## Custom model training, Inference and Evaluation

This notebook is intended for implementing the custom model training python script based on best parameters found in the first notebook

In [1]:
# importing packages/modules

import pandas as pd
import numpy as np
import sys
sys.path.append("..")
from src.train import train_model
from src.score import score
from sklearn.metrics import f1_score
import mlflow

In [2]:
# defining dictionary to map our predictions to, for our custom score function

lithology_keys = {
    30000: 0,
    65030: 1,
    65000: 2,
    80000: 3,
    74000: 4,
    70000: 5,
    70032: 6,
    88000: 7,
    86000: 8,
    99000: 9,
    90000: 10,
    93000: 11
}

In [3]:
# loading all available data 

X_train = pd.read_csv("../data/train.csv", sep=";")
target = X_train['FORCE_2020_LITHOFACIES_LITHOLOGY']
X_train = X_train.drop(['FORCE_2020_LITHOFACIES_LITHOLOGY', 'FORCE_2020_LITHOFACIES_CONFIDENCE'], axis=1)

X_test = pd.read_csv("../data/test.csv", sep=";")
y_test = pd.read_csv("../data/test_targets.csv", sep=";")['FORCE_2020_LITHOFACIES_LITHOLOGY']
y_test = y_test.map(lithology_keys)

hidden_X_test = pd.read_csv("../data/hidden_test.csv", sep=";")
hidden_y_test = hidden_X_test['FORCE_2020_LITHOFACIES_LITHOLOGY']
hidden_y_test = hidden_y_test.map(lithology_keys)

## 1. Training

In [4]:
# training the custom model by calling the training script

train_model(X_train, target)



step 1: Data Transformation Complete!



Parameters: { "n_estimators" } are not used.




step 2: Model Trained!






step 3: Model & Transformer have been logged!

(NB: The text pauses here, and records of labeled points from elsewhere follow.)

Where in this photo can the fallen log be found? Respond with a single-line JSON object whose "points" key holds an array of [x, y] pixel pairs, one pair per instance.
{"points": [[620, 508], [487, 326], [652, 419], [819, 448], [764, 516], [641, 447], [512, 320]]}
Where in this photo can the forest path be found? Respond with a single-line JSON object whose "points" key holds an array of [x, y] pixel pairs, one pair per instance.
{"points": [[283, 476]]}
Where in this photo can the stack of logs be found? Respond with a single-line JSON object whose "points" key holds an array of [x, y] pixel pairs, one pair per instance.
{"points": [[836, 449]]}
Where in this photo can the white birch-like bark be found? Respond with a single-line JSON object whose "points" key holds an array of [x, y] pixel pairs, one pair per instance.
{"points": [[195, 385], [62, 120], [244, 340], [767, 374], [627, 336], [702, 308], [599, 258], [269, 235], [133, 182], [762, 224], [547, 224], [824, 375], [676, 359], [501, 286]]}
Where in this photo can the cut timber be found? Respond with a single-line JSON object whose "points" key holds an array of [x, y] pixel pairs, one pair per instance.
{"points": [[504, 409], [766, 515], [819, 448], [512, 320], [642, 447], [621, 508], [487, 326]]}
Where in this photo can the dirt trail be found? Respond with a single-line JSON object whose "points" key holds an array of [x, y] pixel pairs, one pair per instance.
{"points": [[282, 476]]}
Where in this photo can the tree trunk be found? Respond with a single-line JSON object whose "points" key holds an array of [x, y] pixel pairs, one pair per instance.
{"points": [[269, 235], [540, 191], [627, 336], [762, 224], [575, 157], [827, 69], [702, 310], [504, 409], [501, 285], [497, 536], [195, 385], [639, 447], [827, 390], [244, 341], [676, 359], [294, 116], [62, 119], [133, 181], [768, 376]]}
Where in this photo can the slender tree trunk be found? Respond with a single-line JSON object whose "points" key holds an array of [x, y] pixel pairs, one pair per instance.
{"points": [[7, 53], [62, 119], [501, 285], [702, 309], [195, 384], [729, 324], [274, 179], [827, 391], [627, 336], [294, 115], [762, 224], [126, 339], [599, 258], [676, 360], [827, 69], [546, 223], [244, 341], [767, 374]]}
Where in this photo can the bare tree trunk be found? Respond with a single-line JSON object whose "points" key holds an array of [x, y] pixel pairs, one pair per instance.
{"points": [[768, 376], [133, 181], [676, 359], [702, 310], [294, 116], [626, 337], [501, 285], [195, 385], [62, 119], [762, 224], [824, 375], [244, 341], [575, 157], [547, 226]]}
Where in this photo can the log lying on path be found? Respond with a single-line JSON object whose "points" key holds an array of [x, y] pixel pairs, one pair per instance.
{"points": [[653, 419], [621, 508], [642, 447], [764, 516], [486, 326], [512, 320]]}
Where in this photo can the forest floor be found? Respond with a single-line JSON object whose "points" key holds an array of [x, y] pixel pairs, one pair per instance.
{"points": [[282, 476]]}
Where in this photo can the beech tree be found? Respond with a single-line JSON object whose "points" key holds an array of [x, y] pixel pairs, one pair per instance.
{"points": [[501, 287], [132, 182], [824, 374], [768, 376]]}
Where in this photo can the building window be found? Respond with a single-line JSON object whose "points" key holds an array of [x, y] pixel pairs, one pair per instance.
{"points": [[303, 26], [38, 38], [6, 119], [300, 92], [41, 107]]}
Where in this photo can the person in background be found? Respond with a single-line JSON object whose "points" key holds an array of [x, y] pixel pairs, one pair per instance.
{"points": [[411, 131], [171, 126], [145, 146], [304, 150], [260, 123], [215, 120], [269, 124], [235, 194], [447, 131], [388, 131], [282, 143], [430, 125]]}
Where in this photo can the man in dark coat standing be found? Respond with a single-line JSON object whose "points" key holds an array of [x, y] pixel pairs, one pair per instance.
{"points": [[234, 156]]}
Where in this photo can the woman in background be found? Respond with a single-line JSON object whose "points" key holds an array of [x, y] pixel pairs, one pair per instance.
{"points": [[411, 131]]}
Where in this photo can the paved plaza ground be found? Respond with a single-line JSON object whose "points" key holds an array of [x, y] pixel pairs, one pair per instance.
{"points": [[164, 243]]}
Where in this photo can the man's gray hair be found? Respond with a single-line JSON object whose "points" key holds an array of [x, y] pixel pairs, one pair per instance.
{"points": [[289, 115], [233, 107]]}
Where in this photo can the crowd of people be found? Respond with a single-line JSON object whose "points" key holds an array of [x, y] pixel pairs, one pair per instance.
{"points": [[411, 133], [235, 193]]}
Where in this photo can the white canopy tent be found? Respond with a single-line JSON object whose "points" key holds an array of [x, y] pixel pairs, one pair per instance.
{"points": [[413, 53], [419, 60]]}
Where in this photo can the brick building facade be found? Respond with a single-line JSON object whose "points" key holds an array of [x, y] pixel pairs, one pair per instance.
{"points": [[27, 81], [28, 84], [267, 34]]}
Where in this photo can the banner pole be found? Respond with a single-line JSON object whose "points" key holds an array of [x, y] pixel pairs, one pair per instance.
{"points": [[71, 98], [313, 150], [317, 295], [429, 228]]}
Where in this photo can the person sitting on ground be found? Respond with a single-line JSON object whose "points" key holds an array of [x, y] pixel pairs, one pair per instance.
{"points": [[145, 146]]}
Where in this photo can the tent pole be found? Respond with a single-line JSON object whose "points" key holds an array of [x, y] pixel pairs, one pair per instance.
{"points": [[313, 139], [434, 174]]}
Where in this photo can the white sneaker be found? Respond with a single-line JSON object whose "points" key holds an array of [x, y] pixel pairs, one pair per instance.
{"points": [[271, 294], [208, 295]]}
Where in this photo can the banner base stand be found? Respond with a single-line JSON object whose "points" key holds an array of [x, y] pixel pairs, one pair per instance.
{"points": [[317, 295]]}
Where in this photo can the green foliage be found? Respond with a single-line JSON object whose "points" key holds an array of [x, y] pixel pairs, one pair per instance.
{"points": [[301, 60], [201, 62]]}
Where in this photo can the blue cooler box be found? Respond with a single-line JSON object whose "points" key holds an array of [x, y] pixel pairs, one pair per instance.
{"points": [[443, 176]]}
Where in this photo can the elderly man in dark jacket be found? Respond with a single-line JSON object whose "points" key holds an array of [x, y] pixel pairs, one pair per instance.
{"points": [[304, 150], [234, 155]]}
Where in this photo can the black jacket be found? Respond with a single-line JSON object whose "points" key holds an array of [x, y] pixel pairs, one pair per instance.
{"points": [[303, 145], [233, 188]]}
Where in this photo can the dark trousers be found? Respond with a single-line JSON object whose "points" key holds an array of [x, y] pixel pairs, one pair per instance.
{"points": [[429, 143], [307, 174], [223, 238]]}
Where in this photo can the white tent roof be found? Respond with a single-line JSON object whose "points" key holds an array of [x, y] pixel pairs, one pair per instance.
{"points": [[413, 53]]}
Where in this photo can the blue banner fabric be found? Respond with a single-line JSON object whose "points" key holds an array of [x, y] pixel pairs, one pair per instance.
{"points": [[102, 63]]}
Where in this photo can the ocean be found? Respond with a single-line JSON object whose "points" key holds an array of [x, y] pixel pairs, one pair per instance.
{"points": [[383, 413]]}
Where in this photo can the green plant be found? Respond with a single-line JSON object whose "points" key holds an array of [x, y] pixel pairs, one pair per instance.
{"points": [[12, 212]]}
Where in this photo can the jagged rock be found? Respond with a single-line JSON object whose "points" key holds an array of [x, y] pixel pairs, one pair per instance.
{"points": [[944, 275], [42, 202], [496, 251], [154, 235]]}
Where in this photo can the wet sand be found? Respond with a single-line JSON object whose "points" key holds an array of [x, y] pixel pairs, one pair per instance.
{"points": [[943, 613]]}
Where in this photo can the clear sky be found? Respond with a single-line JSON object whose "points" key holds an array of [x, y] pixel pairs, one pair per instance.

step 4: Custom model logged!


## 2. Evaluation 

**Remember that both test sets have different lithology distributions, so its expected that model performance will be lower, but how much lower?**

In [5]:
# loading the custom mlflow model

run_id = "0ba34f33b03f477bb557bbcfd293609d" # mlflow run_id
custom_model = mlflow.pyfunc.load_model(f"runs:/{run_id}/lithology_classifier")

In [6]:
# helper function for model evaluation

def evaluate_model_performance(train, target, custom_model=custom_model):
    y_pred = custom_model.predict(train)

    score_ = score(target, y_pred)
    f1score = f1_score(target, y_pred, average="weighted")

    print(f"Custom score: {score_:.4f}")
    print(f"f1-score: {f1score:.1%}")

### a. Train set

In [7]:
evaluate_model_performance(X_train, target.map(lithology_keys).values)

Custom score: -0.2969
f1-score: 88.3%


### b. Test set 1

In [8]:
evaluate_model_performance(X_test, y_test)

Custom score: -0.5375
f1-score: 77.5%


### c. Test set 2

In [9]:
evaluate_model_performance(hidden_X_test, hidden_y_test)

Custom score: -0.4627
f1-score: 80.0%


As expected, the model performs better on the train set, and poorer on both test sets. On average, there is a ~7.2% f1-score, and -0.16 custom score difference between all data sets.